E mesmo com o adiamento, quem não pulou Carnaval? O tupiniquim dá jeito em tudo, terráqueo, e com o Carnaval não seria diferente. Além disso, já estamos carecas de saber que o segredo da festa sempre foi esconder-se atrás de um personagem em que se permita perder a individualidade cotidiana. Entretanto, vê bem. Após um retiro forçado, somos feito cachorro cativo que se desprende das amarras. Ô felicidade! Se mal se usa roupas, o que dirá máscaras! E os beatos olhando à distância, de soslaio: “Quanta sem-vergonhice...”. A pele à mostra e a face desvelada, vamos beber e cantar porque só dura até quarta. Opa, cantar não. Ficar pelado, tudo bem, mas cantar marchinha de Carnaval? Há controvérsias.
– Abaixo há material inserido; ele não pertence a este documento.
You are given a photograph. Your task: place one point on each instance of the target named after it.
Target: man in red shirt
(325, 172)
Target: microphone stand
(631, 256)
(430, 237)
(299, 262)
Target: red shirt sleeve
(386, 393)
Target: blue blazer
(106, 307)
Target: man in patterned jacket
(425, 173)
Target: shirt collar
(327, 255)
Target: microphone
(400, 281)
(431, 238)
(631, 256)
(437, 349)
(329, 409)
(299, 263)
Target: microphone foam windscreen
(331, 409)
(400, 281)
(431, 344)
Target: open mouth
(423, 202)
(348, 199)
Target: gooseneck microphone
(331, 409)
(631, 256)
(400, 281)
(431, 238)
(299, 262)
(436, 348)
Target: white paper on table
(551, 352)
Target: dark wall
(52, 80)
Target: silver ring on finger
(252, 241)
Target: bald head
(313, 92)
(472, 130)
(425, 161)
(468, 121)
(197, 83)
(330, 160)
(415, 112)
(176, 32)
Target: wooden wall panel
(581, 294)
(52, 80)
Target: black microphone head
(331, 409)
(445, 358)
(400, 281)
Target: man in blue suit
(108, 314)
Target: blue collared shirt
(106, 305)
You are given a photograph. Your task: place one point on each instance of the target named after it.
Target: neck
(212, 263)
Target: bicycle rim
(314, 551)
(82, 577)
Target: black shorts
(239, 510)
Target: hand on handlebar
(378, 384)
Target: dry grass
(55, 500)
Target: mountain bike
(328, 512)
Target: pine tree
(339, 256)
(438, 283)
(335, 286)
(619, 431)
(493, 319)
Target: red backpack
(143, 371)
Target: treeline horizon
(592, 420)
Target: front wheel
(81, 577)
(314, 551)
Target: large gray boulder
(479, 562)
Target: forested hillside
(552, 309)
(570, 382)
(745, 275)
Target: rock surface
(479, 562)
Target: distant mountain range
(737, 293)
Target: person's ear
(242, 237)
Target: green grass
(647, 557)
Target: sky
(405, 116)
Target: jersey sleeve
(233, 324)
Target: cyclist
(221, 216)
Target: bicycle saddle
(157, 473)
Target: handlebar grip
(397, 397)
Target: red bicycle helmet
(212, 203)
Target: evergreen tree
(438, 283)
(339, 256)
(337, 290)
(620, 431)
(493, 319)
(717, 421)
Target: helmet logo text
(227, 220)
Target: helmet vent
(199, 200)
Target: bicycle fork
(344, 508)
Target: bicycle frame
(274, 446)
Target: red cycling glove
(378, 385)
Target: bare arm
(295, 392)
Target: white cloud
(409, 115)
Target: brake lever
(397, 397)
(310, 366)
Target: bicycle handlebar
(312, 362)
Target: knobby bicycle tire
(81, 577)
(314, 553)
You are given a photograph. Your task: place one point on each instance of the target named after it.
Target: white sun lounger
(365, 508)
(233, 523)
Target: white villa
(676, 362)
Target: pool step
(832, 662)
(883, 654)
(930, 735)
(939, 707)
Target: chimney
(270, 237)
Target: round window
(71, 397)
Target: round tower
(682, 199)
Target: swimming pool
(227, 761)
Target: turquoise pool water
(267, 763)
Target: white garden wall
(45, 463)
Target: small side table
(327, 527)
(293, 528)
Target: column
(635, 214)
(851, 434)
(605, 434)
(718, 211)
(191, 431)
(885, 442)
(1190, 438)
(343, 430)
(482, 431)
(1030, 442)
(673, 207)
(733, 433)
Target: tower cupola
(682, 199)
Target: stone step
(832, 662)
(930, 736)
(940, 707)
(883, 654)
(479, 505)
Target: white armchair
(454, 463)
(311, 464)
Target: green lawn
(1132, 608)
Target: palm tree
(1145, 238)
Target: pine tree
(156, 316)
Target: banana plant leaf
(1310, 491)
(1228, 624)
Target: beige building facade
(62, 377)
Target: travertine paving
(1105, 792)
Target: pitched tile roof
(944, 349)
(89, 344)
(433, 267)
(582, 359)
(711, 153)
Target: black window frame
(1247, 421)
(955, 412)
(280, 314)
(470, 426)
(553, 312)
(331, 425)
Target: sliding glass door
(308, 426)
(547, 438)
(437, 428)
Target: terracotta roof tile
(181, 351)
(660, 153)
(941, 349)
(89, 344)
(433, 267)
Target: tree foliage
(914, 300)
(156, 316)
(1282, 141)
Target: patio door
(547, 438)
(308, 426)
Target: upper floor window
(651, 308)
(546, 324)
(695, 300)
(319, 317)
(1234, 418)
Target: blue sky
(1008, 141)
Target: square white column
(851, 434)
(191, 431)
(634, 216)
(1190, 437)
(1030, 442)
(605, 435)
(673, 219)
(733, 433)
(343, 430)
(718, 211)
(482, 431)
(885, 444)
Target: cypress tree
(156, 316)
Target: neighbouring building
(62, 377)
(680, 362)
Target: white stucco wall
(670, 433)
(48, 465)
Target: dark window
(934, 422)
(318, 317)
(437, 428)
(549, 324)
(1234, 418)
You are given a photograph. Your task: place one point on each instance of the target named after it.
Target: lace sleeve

Deferente leitor, Lamartine Babo e seus asseclas teriam sido cancelados hoje em dia. No Carnaval de nossos tempos, as marchinhas, carregadas de duplo sentido e humor duvidoso e polêmico, não têm mais vez. O estilo, que descende diretamente das marchas portuguesas, e teve o auge do sucesso nas décadas de 30, 40 e 50 do séc. XX, traduzem versões estereotipadas e preconceituosas que não cabem mais no comportamento social contemporâneo. Não são politicamente corretas. E ai de você se cantarolar, por aí. Seu subversivo. Todo este introito carnavalesco e resmungão serve apenas de mote para introduzir um Paradoxo Tostines. Politicamente correto ou corretamente político? Por mais que nos julguemos esclarecidos com nossas vivências, status, mestrados ou doutorados, somos levados a adotar posturas e visões de mundo de acordo com os círculos experimentados e argumentos aplicados. Somos, em menor ou maior grau, massa de manobra, meu caro. E isso é política pura – escolha a acepção que lhe convier.
Reacionário, eu? Não, nem pensar. Nunca fui. Mas essa cultura de respeito a ideias morais igualitárias, embora muito convenientes e de fulcro nobre, perpassa também por uma cultura de controle social utilizada há tempos. Panis et circenses. Distração. Nessa folia de interesses, somos induzidos, convencidos e sugestionados a ingressar em bloquinhos, com o refrões de cor e salteado, para no dia seguinte, nem recordar onde começou a farra.
Ora, fantasiadíssimo terráqueo. Politicamente correto é respeitar quem quer que seja. Politicamente correto é a primeira intenção. Politicamente correto é dar bom dia a um desconhecido. Politicamente correto é agradecer ao coleguinha. Politicamente correto é dar atenção a alguém. Politicamente correto é dar um prato de comida a quem tem fome (e sem postar nas redes sociais). Politicamente correto é devolver o troco errado. Politicamente correto é fazer a coisa certa, independente de recompensa ou privação. Politicamente correto, enfim, é ser honesto. Pronto. O que vier além disso é invencionice e manipulação.
Por isso, cara pálida, pense por si mesmo. Vê bem quando, aproveitando a confusão, surgirem estes entes fantasiados, cheios de mesuras e molejo, defendendo os versos e rimas do seu cordão. Só há quem manipule, porque há quem se permita manipular. Vê bem. O Carnaval tem seu fim na quarta-feira, queiramos ou não. A manipulação, porém, temos poder para decidir.